В один из летних месяцев, воспользовавшись недлительной побывкой стиляги
и лоботряса Вовки Гришко, а также полученными молодым человеком знаниями
в городском ПТУ по специальности «часовщик», Титькин досконально
разобрался в работе часового механизма да так ловко, что ему даже из
города часы стали привозить. Но, по правде говоря, случалось это редко,
и кормиться/пить Тимофею приходилось, в основном обслуживая местную
публику.
Утро начиналось у часовщика с обхода ближних, а затем и дальних соседей.
Каждому встреченному им жителю он, как «здрасте» говорил «скок время? »
И так это стало обыкновенно, что и величали его меж собой – «Тимоха
скока время».
Часы в селе шли исправно, а если и ломались, то стояли недолго, максимум
до утра, если мастер уже отбыл в нирвану. Вот собственно и все о
Тимофее, разве что следует упомянуть о месторасположении его дома. Был
он бревенчатым, запущенным, с прогнившей местами соломенной крышей и
располагался у самого края села, там где «Бычье озеро» только
начинается, поэтому когда «Тимоха скока время» отошел в мир иной, дом
его остался невостребованным и до сих пор стоит на том же месте, тараща
пустые глазницы окон на наше озерцо.
Вторым, и уже не косвенным участником истории был Вася «Подрывник» -
человек известный, соперничающий в определенном роде с братом Никодимом –
единственным монахом Ново Николаевского монастыря, существующего лишь в
его воображении. У нас есть железнодорожная станция и три поезда
дальнего следования останавливаются на ней минут на пять по неизвестной
местным жителям надобности, но брат Никодим за эти то пять минуток
успевает иной раз два вагона обойти, собирая пожертвования с пассажиров
на строительство своего монастыря. Деньги собирает не суетясь, аккуратно
записывая имена подающих в большую ученическую тетрадь, оклеенную
старыми клеенчатыми обоями с абстрактным рисунком и почему-то
мальтийским крестом, нарисованным от руки шариковой ручкой. Список
дарителей, - вежливо объясняет он, - нужен для поминания братией
благодетелей своих в молитвах ежедневных и еженощных.
Просим о ниспослании им здравия на долгие лета.
Подают «от души». Это вам не «помогите, мы не местные, отстали от
поезда».
Приелось.
О «Подрывнике». Прозвище это родилось в одно летнее утро, размеренное
течение которого было нарушено криками во дворе Василия. Надо сказать,
что человек он степенный, культурный и работал в те еще времена
кладовщиком.
Работа не пыльная, только не хотел идти никто. Возможно из-за того, что
предыдущему дали пять лет с конфискацией. Но Василия это не остановило,
поскольку еще во времена учебы в городе он вступил в партию и теперь мог
разговаривать с председателем не только как подчиненный с начальником,
но и как коммунист с коммунистом.
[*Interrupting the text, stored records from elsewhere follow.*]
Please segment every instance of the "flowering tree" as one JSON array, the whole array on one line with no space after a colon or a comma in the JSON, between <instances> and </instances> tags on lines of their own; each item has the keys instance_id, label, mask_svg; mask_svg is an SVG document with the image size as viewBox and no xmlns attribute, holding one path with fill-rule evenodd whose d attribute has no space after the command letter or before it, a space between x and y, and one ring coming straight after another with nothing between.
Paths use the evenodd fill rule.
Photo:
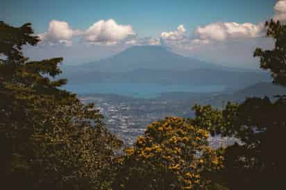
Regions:
<instances>
[{"instance_id":1,"label":"flowering tree","mask_svg":"<svg viewBox=\"0 0 286 190\"><path fill-rule=\"evenodd\" d=\"M180 117L153 123L119 160L114 189L208 189L206 173L220 169L224 159L221 150L208 146L208 135Z\"/></svg>"}]
</instances>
Скоро жизнь и у него наладилась.
Старый дом свой обложил кирпичом, внутри устроил туалетную комнату с
ванной и унитазом, что в наших краях считалось диковинкой, и одеваться
стал с несвойственным сельской местности вкусом.
В то утро жена его, Валентина пыталась вывести пятно на подаренном
Василием крепдешиновом платье при помощи найденной смеси ацетона с
бензином. Опыта по части выведения пятен не было и платье к ее изумлению
растворилось полностью. Полученную в результате химического опыта
жидкость василькового цвета Валя вылила в унитаз, когда проснулся ее
законный супруг и кормилец. В момент когда Василий садился на фаянсовое
чудо, радуясь возможности приобщиться к городским удобствам, он конечно
чувствовал некий запах, но значения этому придать не успел. Привычным
движением он зажег сигарету «Космос» и бросил спичку в унитаз.
Зашедший на крики Василия и причитания Валентины сосед увидел хозяина
дома почти по пояс втянутого в унитаз своей филейной частью. Пришлось
разбивать кувалдой этот фарфоровый оплот гигиены, что дало жителям пищу
для разговоров на целую неделю, которую справедливости ради надо
отметить, главный виновник сплетен провел в полном молчании.
Именно с этого момента, условно именуемого "большим взрывом", стал
Василий Михайлович проявлять некую чудаковатость, прежде ему не
свойственную. Сперва он выучил все о взрывчатых веществах и дошел в этой
науке той вершины, что посылал в министерство обороны официальное
предложение о замене тротила на какое-то другое, более эффективное
вещество.
Самое удивительное в том, что ему пришел ответ в казенном, невзрачном
конверте с синим штампом на адресе отправителя, где сообщалось о
нецелесообразности применения указанного Василием вещества, из-за его
крайней неустойчивости, что, в свою очередь влечет сложности в хранении
и транспортировке. Прозвище
"подрывник", однако закрепилось за ним окончательно немного позднее,
когда в ночь на "Ивана Купалы" он решил отойти от вековых традиций
празднования этого дня. Прежде всего, Михалыч хотел сделать это событие
незабываемым для односельчан и это, надо признать, ему удалось, когда
пущенная ракета с фейерверком "ночной дракон", кропотливо собранная
мастером сожгла новенький еще коровник. Увлечение пиротехникой вскоре
прошло (не без влияния бухгалтерии), уступив место другим, не менее
экзотическим для нашей местности занятиям. В активе "подрывника"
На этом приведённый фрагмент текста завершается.